In January 2024, the OPSS issued warnings about substandard e-bike batteries and chargers being sold on major online marketplaces, many of which do not meet safety standards.

A government campaign, ‘Buy Safe, Be Safe’, was launched, urging the public to avoid modifying e-bikes with faulty or unregulated kits, following the sharp rise in battery fires in recent years. The initiative highlights the dangers of purchasing conversion kits and replacement parts from rogue online sellers, with many recent fires linked to incompatible or poor-quality components. 

Food delivery on E-bike

Multiple UK fire services have reported that of the rising number of e-battery fires they attend, many of the batteries are “homemade or modified in some way”. In our cities, the problem is intensified due to the widespread use of modified e-bikes in the app-based food delivery sector. Many riders, working as independent contractors and paid per job, are turning to low-cost online conversion kits to boost speed and cut costs.
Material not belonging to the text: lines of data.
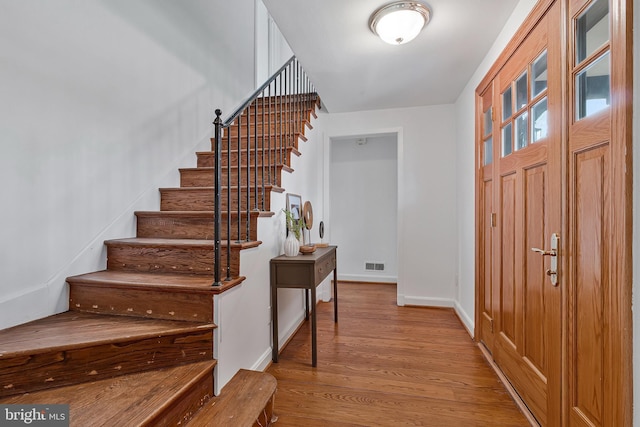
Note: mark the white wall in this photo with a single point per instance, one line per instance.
(364, 200)
(426, 195)
(243, 314)
(465, 143)
(100, 102)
In 2024 alone, City of London Police seized nearly 300 illegally modified e-bikes, most linked to delivery riders. 

There is also increasing concern about how and where these devices are being stored and charged. In dense housing settings, storing a battery-powered bike in a stairwell or hallway can block vital and limited escape routes, turning a fire into a life-threatening event. With fire risks rising, stronger education, regulation and enforcement around e-bike safety is urgently needed.

What Next?

With summer approaching, incident rates are expected to rise further, echoing seasonal surges seen in previous years. Warmer weather typically means higher usage of e-mobility devices and elevated temperatures in storage areas—both factors known to contribute to battery overheating and failure. Based on last year’s data, July and August may bring the sharpest increases yet.

As the London Fire Brigade’s #ChargeSafe campaign continues to raise public awareness, a growing number of organisations are stepping up efforts to address the risks posed by lithium battery fires. Nationally, the National Fire Chiefs Council (NFCC) has highlighted e-mobility fire risks in social housing while campaigns and guidance from groups such as EV FireSafe, the Fire Safety Research Institute (FSRI) and Firechief Global are helping to inform best practice on safe charging, storage and emergency response.
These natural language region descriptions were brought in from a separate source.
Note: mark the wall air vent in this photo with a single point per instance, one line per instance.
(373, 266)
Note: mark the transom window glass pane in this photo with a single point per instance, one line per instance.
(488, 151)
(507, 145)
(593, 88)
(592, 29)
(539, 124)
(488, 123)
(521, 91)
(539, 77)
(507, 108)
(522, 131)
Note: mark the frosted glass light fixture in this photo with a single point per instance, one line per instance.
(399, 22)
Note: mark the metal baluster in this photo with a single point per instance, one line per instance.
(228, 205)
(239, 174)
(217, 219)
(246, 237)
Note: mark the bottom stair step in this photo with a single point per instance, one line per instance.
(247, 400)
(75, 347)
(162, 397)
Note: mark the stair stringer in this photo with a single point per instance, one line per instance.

In the UK, metroSTOR continues to support the sector through fire-safe infrastructure solutions as well as by creating and sharing an educational knowledge base among the housing industry. In social housing settings, where charging and storage often occurs in stairwells, hallways or flats, the risk is especially acute and raising awareness of this is essential. Housing providers and property managers are being urged to review current practices, improve resident education and prioritise investment in infrastructure that mitigates fire risk.

At metroSTOR, we are seeing rising demand for secure, designated charging and storage units that help isolate risk, preserve means of escape and offer landlords compliance clarity under evolving fire safety regulations. With e-mobility devices set to become an enduring feature of urban life, the need for proper infrastructure has never been more urgent.